En 1993, lorsque Robert a repris l’exploitation de son grand-père, il s’est spécialisé dans le lait. Mais avec une surface de 50 ha pour 40 prim’holsteins, il fallait acheter tout le concentré. Avec la ferme, Robert a aussi repris des dettes. Faute d’attributions suffisantes, son quota n’est monté qu’à 106 000 l, bien loin des 260 000 l envisagés dans son étude prévisionnelle d’installation.
Dépôt de bilan en 1998
« Nous avons peu à peu accumulé les emprunts courts termes, et nous avons fini par ne plus pouvoir payer nos annuités. En septembre 1998, nous avons décidé de déposer le bilan avant d’être en cessation de paiement », raconte Christelle. Robert a obtenu la possibilité d’étaler le paiement de ses dettes sur quinze ans. De 2000 à 2015, il a réussi à rembourser 10 000 € par an. « Mais fonctionner sans trésorerie ni autorisation de découvert n’était pas facile. Le moindre décalage de paiement des primes nous mettait en difficulté », se souvient Christelle. Après la canicule de 2003, la situation financière s’est à nouveau dégradée. Pour faire vivre leurs trois enfants, Robert et Christelle ont dû trouver du travail à l’extérieur, tout en continuant à faire tourner l’exploitation.

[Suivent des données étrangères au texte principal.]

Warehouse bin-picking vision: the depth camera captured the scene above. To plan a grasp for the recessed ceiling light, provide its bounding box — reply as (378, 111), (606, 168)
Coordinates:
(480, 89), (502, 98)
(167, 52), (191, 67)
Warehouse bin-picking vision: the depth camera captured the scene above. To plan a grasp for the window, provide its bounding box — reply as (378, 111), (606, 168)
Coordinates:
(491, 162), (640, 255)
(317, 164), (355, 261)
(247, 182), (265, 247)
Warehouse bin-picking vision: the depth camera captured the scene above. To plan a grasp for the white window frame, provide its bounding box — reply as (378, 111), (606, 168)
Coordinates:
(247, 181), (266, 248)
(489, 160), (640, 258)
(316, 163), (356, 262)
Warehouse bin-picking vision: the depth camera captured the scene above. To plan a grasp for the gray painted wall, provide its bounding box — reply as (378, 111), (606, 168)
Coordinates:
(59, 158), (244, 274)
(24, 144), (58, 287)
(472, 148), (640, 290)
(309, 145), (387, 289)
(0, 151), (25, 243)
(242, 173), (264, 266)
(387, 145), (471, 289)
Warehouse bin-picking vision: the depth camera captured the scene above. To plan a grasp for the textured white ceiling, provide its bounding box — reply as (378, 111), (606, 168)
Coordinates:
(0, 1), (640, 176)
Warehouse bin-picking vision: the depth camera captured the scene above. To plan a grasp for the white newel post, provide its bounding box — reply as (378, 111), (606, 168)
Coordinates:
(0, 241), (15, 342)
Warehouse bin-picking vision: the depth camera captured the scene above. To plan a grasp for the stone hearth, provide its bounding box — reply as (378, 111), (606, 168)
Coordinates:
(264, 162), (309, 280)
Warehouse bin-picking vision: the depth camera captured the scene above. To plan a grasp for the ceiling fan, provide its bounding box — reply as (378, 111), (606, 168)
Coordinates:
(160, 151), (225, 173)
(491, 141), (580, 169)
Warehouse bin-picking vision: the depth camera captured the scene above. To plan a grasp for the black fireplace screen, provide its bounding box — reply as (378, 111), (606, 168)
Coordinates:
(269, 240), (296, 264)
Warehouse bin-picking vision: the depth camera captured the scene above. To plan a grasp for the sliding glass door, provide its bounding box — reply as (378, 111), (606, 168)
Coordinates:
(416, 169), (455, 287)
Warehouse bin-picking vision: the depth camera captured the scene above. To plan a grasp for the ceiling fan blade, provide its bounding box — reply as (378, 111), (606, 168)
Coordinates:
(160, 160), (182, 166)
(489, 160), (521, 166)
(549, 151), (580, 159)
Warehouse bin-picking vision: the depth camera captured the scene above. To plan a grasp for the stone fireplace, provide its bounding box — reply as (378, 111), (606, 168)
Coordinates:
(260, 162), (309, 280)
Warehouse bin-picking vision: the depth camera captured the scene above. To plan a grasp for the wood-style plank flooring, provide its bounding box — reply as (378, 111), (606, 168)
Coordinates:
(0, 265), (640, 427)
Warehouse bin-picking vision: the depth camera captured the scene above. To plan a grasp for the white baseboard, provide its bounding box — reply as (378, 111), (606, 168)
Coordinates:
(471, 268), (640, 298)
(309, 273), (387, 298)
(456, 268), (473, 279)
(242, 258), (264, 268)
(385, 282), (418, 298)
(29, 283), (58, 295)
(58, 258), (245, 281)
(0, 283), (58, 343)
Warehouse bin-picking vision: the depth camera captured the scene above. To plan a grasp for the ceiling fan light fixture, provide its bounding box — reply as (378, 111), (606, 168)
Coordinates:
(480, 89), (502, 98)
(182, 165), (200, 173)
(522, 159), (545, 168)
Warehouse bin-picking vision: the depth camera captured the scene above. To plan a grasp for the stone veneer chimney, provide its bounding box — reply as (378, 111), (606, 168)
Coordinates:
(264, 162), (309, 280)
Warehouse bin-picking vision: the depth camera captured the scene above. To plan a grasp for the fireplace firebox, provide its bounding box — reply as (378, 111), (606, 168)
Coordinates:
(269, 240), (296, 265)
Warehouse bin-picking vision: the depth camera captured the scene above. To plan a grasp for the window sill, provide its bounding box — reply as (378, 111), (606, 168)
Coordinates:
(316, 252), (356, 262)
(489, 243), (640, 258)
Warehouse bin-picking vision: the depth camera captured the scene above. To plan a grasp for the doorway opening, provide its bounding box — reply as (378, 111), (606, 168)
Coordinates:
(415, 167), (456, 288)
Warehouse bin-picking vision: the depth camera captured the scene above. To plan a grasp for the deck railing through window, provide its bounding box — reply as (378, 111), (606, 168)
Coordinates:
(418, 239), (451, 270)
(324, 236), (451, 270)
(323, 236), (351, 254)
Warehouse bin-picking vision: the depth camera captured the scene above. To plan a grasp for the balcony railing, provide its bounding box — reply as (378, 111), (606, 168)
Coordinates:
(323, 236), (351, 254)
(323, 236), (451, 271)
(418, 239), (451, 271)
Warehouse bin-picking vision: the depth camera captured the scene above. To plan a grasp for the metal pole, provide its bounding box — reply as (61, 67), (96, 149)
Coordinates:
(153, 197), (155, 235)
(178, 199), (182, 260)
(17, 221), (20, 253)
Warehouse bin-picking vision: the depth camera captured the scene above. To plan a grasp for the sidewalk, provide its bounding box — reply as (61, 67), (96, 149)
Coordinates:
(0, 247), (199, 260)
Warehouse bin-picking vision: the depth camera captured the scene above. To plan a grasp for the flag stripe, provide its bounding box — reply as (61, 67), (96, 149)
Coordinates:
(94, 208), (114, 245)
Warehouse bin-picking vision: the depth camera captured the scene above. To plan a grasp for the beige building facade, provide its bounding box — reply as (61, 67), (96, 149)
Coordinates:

« En 2007, nous avons remis en question notre façon de travailler. Nous avons abandonné le lait pour la viande, en optant pour un système extensif de façon à avoir plus de marge de manœuvre au niveau fourrager », explique Robert. Ils ont alors vendu les laitières et racheté quinze gasconnes ainsi qu’un taureau. Le maïs et le ray-grass ont été remplacés par des prairies. Les coûts ont baissé, mais les rentrées d’argent aussi.
Changement de cap
« Nous avons commencé par vendre des broutards. Les femelles étaient mal valorisées. En 2015, alors que nous venions d’en faire partir à moins de 500 € par tête, je me suis dit que ce n’était plus possible ! J’ai trouvé un atelier de découpe qui faisait de la prestation à Mazamet, à 25 km de là, et nous avons démarré la vente directe », raconte Christelle.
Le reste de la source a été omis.